И прохаживались мимо, якобы разминая затекшие от сидения ноги, а сами косились в лист бумаги, над которым Оливер уже и озирался.

О нет, нет, будучи все же англичанами, они уважали право любого человека читать какую угодно книгу и пробовать себя в каком угодно виде творчества.

Но ведь первая мировая продолжалась. И передовицы призывали делиться на своих и чужих. А свои были, помимо того, что самые геройские, справедливые и гуманные, они, главное, были еще и понятные. С простительными человеческими слабостями (например, забулдоны ирландцы, скупердяи шотландцы), но – п о н я т н ы е.

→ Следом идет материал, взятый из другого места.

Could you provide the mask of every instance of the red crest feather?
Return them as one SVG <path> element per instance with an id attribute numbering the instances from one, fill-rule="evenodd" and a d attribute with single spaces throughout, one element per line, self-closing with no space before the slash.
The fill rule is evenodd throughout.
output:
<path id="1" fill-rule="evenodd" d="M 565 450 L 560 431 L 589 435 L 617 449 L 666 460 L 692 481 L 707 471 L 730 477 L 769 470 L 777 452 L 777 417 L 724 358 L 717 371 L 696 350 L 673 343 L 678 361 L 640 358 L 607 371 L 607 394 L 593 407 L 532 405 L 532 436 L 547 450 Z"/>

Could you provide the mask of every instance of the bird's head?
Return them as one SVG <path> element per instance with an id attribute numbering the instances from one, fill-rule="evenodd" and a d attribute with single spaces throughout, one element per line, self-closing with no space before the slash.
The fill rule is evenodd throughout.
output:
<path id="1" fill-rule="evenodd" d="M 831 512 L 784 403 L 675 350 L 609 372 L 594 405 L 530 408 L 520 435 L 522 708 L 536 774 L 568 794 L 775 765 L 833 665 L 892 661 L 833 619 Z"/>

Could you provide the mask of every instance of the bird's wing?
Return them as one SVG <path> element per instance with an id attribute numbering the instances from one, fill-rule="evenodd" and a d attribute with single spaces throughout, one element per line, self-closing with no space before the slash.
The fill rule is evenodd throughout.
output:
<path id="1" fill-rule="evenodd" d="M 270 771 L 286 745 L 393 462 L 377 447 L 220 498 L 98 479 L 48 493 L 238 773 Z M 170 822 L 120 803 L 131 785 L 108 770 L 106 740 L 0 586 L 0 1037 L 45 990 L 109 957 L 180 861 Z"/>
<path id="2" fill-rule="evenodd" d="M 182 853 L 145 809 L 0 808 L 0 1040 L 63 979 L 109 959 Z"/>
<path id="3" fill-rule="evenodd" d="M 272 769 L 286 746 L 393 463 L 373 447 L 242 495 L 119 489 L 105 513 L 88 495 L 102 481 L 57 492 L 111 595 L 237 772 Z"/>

Союзников, конечно, тоже приходилось принимать такими, какие есть. Все же они были не вовсе пропащие люди, ежели сражались вместе с англичанами супротив обчего врага. Французишек, презирая, терпели. Вечных крепостных русских – жалели.

А в палате чужим и непонятным был юнга. Он олицетворял собою тот неделимый остаток, который обременительно было удерживать в уме по прочтении передовицы.

Вот и прохаживались мимо его кровати, не умея придумать зацепку. Оливер уж решил, что пронесло. Сызнова склонился над листом бумаги.

– Эй, юнга, – спросили, вдруг окружив, – ты чего там все строчишь?

– Я пишу письмо, – ответил Оливер и покраснел. За недолгую пока жизнь он соврал только раз, когда устраивался на бриг «Уоллес», соврал, что никакой он не лорд, а сын простейшего рыбака Сэмюэла Джоулибоди и по причине материального неблагополучия отправлен на заработки. Теперь вынуждали врать вторично.

– Письмо полдня не пишут, – возразили. – Темнишь ты, парень.

Оливеру стало стыдно, и он честно признался:

– Я пишу стихотворение.

И выдвинул из–под одеяла гипсовую ногу – отбиваться.

–Так ты поэт? – спросили с облегчением в голосах. Сразу стало им ясно, что юнга просто безобидный мальчонка, просто с мачты упал. И заулыбались до ушей, и выстроились в очередь трепать его по плечу. А один даже и размечтался:

– Может, и про нас, про геройских солдатиков, стих напишешь? А, юнга? Может, получится?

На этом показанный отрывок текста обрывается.